Here's a table for easy comparison:
Code:
                My driver    (smallest)        (largest)         Mike's driver
   File size:                4170 bytes        5263 bytes        6768 bytes
   Memory usage (1 drive):   4336 bytes        5440 bytes        6144 bytes
* If you press Control while my driver is loading you will get 1) additional info about build flags (defines) used when the driver was built (useful for determining the exact version for debugging purposes or to recreate the driver at a later time) and 2) the option of not loading the driver (useful if the driver causes a hang at boot under older DOS versions where stepping through CONFIG.SYS is not possible).

* My driver has HLT instructions in the polling loops where the driver is waiting for a response from the server. The idea is to reduce power usage and heat emission. Note that this can in rare cases cause problems (hangs) on some buggy CPU:s such as early revisions of the 486DX4-100 CPU:s. If so, adding NOHALT to the end of the command line in CONFIG.SYS will disable this functionality. (Please let me know if this is required for any of your machines.)

* The packet driver emulation in Mike's driver can only accept one protocol registration at a time. This means that it will only work with applications that uses just one protocol, or, with applications that registers themselves as receivers of all packet types - the mTCP applications all belong to this group. Any application that uses more than one protocol and does not register itself as a receiver of all packet types will not work with Mike's driver.

My driver will accept one registration each for IP and ARP, or one registration for all packet types. Any registration attempts for other protocols will be passed on to the real packet driver (where they will probably fail since NETDRIVE.SYS is already registered for all packet types).

In practice there's very little difference between the drivers in this regard. The mTCP applications seems to work just fine with my driver but I've not been able to get ARACHNE or LINKS to work. Please let me know if you find a packet driver application that works with my driver but not Mike's (or vice versa).

* My driver's packet driver emulation feature hooks the same interrupt as the actual packet driver. In other words, it won't use the packet driver shim interrupt in your mTCP configuration file. Though it should work just fine with that enabled so no configuration changes are required.

* Due to the way my driver is initialized, you can not unload the packet driver once you've connected a NetDrive, even if you disconnect all drives. If you need to be able to unload the packet driver without a reboot then you must use Mike's driver.

Disclaimer
This code has not been extensively tested. I will not accept responsibility for any data corruption or data loss. Make backups before using this driver.

Download
I do plan to release this as open source but for now it's just binaries. The source still needs a lot of work - clean ups, adding more comments and such to make it easier to read and maintain. Meanwhile, if you're really curious, just do what I did - reverse engineer it! :)

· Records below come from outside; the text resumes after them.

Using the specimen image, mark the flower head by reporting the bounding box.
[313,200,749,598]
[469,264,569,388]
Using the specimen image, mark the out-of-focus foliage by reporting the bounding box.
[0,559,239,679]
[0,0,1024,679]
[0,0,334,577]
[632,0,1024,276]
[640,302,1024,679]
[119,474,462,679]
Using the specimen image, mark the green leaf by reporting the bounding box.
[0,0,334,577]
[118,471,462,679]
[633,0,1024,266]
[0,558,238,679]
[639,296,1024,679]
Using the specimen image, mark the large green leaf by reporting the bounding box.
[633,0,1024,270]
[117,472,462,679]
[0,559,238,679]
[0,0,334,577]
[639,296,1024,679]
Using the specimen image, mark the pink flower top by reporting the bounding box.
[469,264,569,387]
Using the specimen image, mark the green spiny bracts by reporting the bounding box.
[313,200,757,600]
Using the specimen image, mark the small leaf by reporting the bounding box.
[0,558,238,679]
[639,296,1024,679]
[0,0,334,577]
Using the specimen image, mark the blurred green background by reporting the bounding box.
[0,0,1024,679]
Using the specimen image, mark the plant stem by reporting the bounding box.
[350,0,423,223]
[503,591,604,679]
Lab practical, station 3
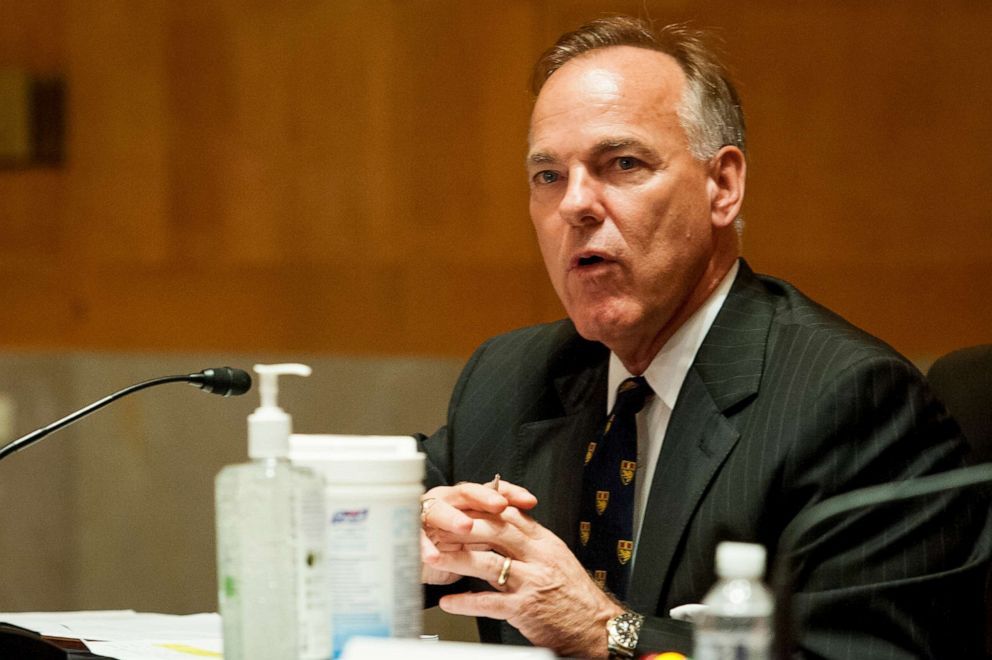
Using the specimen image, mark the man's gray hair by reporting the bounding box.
[531,16,747,233]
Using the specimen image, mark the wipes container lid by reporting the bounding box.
[289,433,426,484]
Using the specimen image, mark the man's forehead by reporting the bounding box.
[528,46,685,155]
[535,46,685,110]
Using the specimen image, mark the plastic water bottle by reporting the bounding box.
[692,542,774,660]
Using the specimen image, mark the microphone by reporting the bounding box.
[773,463,992,659]
[0,367,251,460]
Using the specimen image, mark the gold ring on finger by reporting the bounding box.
[496,557,513,587]
[420,497,436,525]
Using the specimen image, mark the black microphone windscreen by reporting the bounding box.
[192,367,251,396]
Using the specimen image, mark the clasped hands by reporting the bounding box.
[420,477,623,658]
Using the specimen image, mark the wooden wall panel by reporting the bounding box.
[0,0,992,358]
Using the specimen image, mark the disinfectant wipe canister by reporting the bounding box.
[290,434,424,657]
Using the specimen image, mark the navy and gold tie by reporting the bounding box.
[578,376,652,600]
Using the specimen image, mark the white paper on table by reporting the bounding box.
[0,610,223,660]
[341,637,555,660]
[86,639,224,660]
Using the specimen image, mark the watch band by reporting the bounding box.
[606,610,644,658]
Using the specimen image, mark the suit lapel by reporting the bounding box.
[514,334,609,548]
[628,260,774,614]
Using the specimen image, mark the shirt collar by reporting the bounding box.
[606,261,739,413]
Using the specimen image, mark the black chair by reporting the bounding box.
[927,344,992,658]
[927,344,992,463]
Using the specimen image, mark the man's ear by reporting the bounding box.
[707,145,747,227]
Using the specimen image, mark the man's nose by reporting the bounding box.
[558,168,606,226]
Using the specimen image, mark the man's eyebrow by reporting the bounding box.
[527,138,651,166]
[527,151,558,165]
[592,138,650,156]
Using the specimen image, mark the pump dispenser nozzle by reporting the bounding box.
[248,363,313,458]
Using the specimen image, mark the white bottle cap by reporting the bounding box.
[248,364,312,458]
[716,541,766,579]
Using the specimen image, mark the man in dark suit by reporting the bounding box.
[414,18,990,658]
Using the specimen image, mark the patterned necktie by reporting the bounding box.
[578,376,653,600]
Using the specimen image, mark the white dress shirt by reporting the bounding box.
[606,261,738,556]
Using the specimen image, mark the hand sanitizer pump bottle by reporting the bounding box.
[216,364,330,660]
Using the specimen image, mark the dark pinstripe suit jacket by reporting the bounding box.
[423,262,990,659]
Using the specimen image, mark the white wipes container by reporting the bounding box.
[290,434,425,658]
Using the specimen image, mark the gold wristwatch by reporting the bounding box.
[606,611,644,658]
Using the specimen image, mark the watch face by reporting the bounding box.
[607,612,644,657]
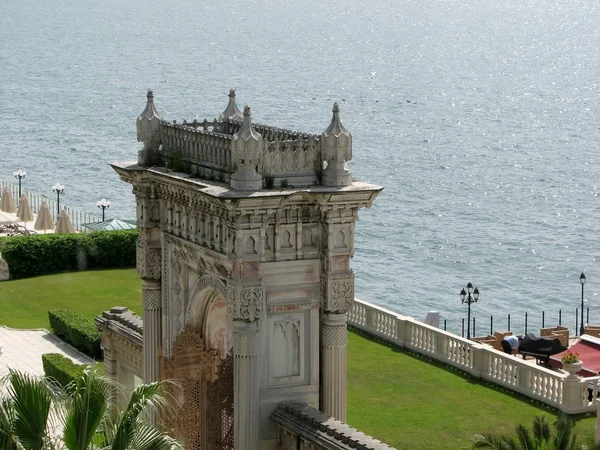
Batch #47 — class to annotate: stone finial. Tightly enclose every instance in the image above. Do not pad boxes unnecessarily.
[137,89,162,165]
[217,89,244,122]
[321,103,352,187]
[231,106,263,191]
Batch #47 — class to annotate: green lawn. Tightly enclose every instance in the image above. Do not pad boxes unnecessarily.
[0,269,142,328]
[0,269,596,450]
[347,332,596,450]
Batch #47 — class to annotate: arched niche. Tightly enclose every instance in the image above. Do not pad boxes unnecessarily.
[185,276,233,359]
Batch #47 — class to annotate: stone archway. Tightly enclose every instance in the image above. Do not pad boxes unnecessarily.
[161,284,234,450]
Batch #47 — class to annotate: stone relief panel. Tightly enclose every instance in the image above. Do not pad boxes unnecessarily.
[136,239,162,280]
[203,295,233,359]
[268,310,310,386]
[321,273,354,313]
[226,283,265,321]
[272,319,300,378]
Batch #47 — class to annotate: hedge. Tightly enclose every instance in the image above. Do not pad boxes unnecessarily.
[48,309,102,360]
[0,230,139,279]
[42,353,87,387]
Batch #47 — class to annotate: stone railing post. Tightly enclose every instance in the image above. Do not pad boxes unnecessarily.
[561,376,584,414]
[321,313,348,422]
[227,281,264,450]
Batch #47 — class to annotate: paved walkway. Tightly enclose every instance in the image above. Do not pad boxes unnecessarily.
[0,326,94,377]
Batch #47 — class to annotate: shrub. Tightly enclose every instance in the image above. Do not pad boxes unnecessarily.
[0,230,139,279]
[48,309,102,360]
[42,353,87,387]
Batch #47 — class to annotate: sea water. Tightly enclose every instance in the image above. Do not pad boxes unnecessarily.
[0,0,600,334]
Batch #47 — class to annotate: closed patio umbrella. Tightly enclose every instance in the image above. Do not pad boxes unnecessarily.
[0,187,17,214]
[54,209,75,234]
[17,194,33,222]
[33,202,54,231]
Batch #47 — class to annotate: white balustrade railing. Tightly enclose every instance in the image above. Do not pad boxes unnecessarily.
[0,180,102,231]
[348,299,600,414]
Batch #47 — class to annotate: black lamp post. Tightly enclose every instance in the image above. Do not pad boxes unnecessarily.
[579,272,585,336]
[460,283,479,339]
[96,198,111,222]
[52,183,65,222]
[13,169,27,199]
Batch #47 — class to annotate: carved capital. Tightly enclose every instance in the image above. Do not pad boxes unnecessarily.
[227,284,265,322]
[321,272,354,313]
[136,240,162,280]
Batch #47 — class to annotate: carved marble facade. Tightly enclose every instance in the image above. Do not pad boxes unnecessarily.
[106,92,381,450]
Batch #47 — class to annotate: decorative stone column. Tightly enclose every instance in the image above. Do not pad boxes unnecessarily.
[136,211,162,383]
[321,313,348,422]
[233,320,258,450]
[321,272,354,422]
[142,279,162,384]
[227,280,264,450]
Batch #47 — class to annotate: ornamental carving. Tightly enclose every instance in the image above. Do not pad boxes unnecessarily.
[136,241,162,280]
[321,277,354,313]
[226,286,265,322]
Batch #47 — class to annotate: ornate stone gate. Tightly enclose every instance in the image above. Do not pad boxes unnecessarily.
[161,326,234,450]
[112,91,381,450]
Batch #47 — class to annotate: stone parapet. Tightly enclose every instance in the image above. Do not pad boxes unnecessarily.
[271,403,394,450]
[137,91,360,190]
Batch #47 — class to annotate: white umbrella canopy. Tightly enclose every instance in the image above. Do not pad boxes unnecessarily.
[33,202,54,231]
[54,209,75,234]
[0,187,17,214]
[17,194,33,222]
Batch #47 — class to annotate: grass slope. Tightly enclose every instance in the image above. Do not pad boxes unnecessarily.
[0,269,596,450]
[0,269,142,329]
[347,332,596,450]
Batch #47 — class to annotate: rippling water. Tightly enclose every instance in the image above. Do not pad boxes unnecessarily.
[0,0,600,334]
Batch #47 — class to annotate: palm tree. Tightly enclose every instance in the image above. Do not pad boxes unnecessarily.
[471,415,600,450]
[0,370,183,450]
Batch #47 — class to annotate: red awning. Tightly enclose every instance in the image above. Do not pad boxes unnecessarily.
[550,334,600,377]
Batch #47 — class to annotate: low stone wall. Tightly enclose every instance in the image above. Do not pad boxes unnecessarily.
[348,299,600,414]
[271,403,395,450]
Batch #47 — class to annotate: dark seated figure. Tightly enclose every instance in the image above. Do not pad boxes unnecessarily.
[519,333,567,364]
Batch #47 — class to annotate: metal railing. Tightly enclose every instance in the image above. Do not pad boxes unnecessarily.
[348,299,600,414]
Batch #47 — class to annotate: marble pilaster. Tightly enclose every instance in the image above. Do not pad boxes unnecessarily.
[233,320,259,450]
[321,312,348,422]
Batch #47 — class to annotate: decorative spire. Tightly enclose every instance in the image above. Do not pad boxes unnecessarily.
[323,102,350,137]
[137,89,162,165]
[321,103,352,187]
[217,89,244,122]
[230,106,263,191]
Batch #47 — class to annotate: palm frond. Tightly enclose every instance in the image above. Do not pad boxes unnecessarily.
[131,423,183,450]
[0,399,19,450]
[471,433,511,450]
[63,370,111,450]
[111,382,169,450]
[8,371,53,450]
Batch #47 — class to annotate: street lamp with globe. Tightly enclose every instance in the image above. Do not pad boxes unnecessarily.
[460,283,479,339]
[96,198,111,222]
[579,272,585,336]
[52,183,65,221]
[13,169,27,199]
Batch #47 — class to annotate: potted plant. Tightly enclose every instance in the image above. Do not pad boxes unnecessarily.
[561,350,583,380]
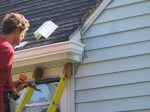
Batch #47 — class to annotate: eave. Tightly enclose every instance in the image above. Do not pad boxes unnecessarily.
[12,41,84,74]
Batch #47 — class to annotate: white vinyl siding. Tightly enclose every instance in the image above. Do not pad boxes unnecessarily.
[75,0,150,112]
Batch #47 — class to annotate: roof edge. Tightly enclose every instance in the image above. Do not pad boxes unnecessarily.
[12,41,85,74]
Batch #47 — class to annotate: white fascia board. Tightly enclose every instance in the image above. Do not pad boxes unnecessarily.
[12,41,85,73]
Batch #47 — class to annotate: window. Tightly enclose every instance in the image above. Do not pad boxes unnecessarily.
[16,83,60,112]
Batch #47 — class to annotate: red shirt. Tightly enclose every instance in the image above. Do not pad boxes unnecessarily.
[0,38,14,92]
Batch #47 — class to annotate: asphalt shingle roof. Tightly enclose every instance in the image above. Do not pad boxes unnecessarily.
[0,0,102,50]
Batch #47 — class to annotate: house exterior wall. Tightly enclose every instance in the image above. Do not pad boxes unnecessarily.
[75,0,150,112]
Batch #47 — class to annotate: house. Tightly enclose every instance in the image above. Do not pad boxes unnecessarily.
[0,0,150,112]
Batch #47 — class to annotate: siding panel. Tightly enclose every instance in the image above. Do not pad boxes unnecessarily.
[75,68,150,90]
[84,27,150,50]
[83,41,150,63]
[76,96,150,112]
[76,81,150,103]
[75,54,150,78]
[75,0,150,112]
[93,0,150,24]
[83,15,150,38]
[106,0,145,8]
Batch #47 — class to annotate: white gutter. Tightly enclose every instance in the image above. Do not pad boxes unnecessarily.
[13,41,84,74]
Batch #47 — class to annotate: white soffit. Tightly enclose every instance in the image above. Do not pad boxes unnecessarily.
[12,41,84,74]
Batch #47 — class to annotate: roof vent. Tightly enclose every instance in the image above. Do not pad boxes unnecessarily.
[34,21,58,40]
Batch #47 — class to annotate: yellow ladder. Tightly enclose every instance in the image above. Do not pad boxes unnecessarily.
[16,63,73,112]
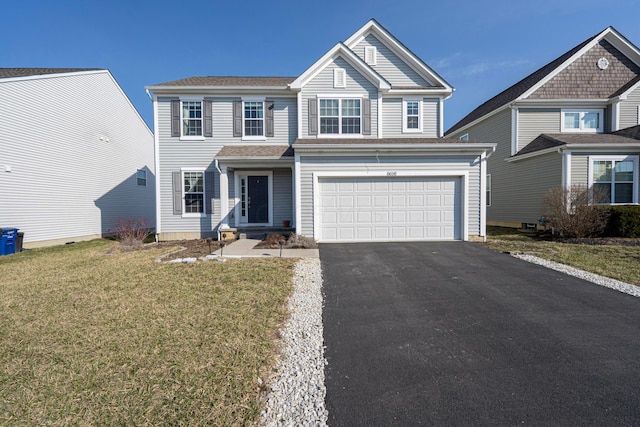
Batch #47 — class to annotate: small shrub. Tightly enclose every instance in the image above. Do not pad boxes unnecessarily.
[544,185,609,238]
[113,217,152,247]
[605,206,640,238]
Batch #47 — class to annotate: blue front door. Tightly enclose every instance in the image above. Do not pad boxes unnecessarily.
[247,176,269,224]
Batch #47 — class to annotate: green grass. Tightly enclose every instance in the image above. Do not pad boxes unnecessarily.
[0,240,293,426]
[484,227,640,286]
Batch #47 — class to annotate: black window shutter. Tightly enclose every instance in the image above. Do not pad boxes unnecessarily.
[171,172,182,215]
[309,98,318,135]
[171,99,180,136]
[202,101,213,136]
[233,101,242,136]
[264,101,274,136]
[204,171,213,214]
[362,98,371,135]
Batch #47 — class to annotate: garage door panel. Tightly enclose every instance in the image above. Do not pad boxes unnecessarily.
[317,177,461,241]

The download contains two versions of the device driver and you can probably guess the differences just by looking at the file name extensions;
NETDRIVE.086 - For use with 8088 and 8086 CPU:s. You can use this version with any CPU, but it requires slightly more memory.
NETDRIVE.186 - For use with everything else, including the NEC V20/V30 CPU:s.

These drivers are the full-featured versions - no defines have been used to reduce memory usage which means they are functionally equivalent to Mike's latest released version (250110).

Feedback
I would love to get all kinds of feedback - bug reports, benchmarks, feature requests and so on.

Thanks!
 

Attachments

Hi,

Not to be too nit-picky here, but my code is GPL 3.0 and if you started with my code, then your code is also GPL 3.0. Which means you are bound by the GPL 3.0 license terms too:
  1. You have to ship the source code, not just the binaries.
  2. You need to include the GPL 3.0 license file in whatever you distribute.
  3. You need to attribute the original author and their work in whatever you ship.
Also, I would encourage you to do more testing. I do extensive testing on a variety of machines and virtual machines to ensure it works and doesn't corrupt data. I really don't want alternative versions of NetDrive doing something bad, and then I have to deal with the fallout or my project's name gets tarnished.
 
OK, so it's been a couple of weeks and I've been working hard on getting my source code presentable to the world. So here it is, as promised. Be warned though, there's so much conditional assembly that trying to read it might cause your head to explode. :)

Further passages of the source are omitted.